There is a kind of answer in what was for me by far the film’s best sequence, and one that did, in its calm, stylish cruelty, begin to recall Chaplin. When he arrives in New York, Aladeen meets his American bodyguard, who instantly insults him by saying how much he hates Arabs. Aladeen says he is not an Arab, but the bodyguard says everybody who is not an American is an Arab as far as he’s concerned. We think this little riff is over, and expect the bodyguard to do his job punctiliously in spite of his bigotry. That’s because we’ve seen too many movies and believed too much of our own ethical propaganda, and we are definitely surprised to see him preparing to torture Aladeen in the next scene, dipping into a box full of nasty-looking instruments. To our further surprise, Aladeen is undaunted, either because he is an idiot or because he has depths of guile and courage he conceals for the rest of the movie, and he starts making sarcastic comments about the engines of torture.

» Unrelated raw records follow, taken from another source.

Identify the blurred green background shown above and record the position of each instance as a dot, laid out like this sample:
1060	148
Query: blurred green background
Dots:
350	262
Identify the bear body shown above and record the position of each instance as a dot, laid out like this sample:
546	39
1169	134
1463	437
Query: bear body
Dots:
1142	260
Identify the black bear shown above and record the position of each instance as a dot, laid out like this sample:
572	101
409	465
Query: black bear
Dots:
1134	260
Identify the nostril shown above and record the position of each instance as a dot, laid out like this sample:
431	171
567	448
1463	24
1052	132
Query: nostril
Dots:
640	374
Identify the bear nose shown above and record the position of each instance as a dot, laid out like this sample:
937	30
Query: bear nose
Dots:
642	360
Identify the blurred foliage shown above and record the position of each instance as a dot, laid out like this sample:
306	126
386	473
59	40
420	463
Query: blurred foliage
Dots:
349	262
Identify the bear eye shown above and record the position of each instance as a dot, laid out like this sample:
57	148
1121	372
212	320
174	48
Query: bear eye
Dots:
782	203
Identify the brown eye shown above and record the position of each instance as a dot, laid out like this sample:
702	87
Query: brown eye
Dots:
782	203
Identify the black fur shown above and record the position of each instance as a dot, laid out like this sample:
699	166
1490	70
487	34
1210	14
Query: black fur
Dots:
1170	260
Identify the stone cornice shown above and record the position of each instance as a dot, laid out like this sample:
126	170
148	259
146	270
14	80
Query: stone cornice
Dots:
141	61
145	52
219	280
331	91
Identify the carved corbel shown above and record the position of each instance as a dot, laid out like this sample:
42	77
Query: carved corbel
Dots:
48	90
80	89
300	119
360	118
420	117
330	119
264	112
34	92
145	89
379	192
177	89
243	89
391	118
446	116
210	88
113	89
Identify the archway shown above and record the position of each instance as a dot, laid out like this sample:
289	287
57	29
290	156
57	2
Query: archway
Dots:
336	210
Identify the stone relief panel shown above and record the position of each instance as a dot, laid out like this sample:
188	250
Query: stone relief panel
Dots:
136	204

Where did you get them, he says? The shah of Iran’s garage sale? The torturer looks worried and starts to boast about the merits of his equipment. In each case Aladeen is able to assert there is better, more up to date gear elsewhere, and that in the serious torture leagues this man just isn’t going to make any kind of mark. The torturer gets more and more upset, distinctly downhearted, although he’s heard nothing but words. The scene ends in a fire, the death of the torturer, and Aladeen’s escape onto the streets of New York. What we have seen is a deeply implausible, wonderfully suggestive portrait of vulnerable vanity mixed up with technology. From the arms race to banking, how many situations in the world depend not on the efficacy of our instruments, but on our belief that our instruments are better than everyone else’s?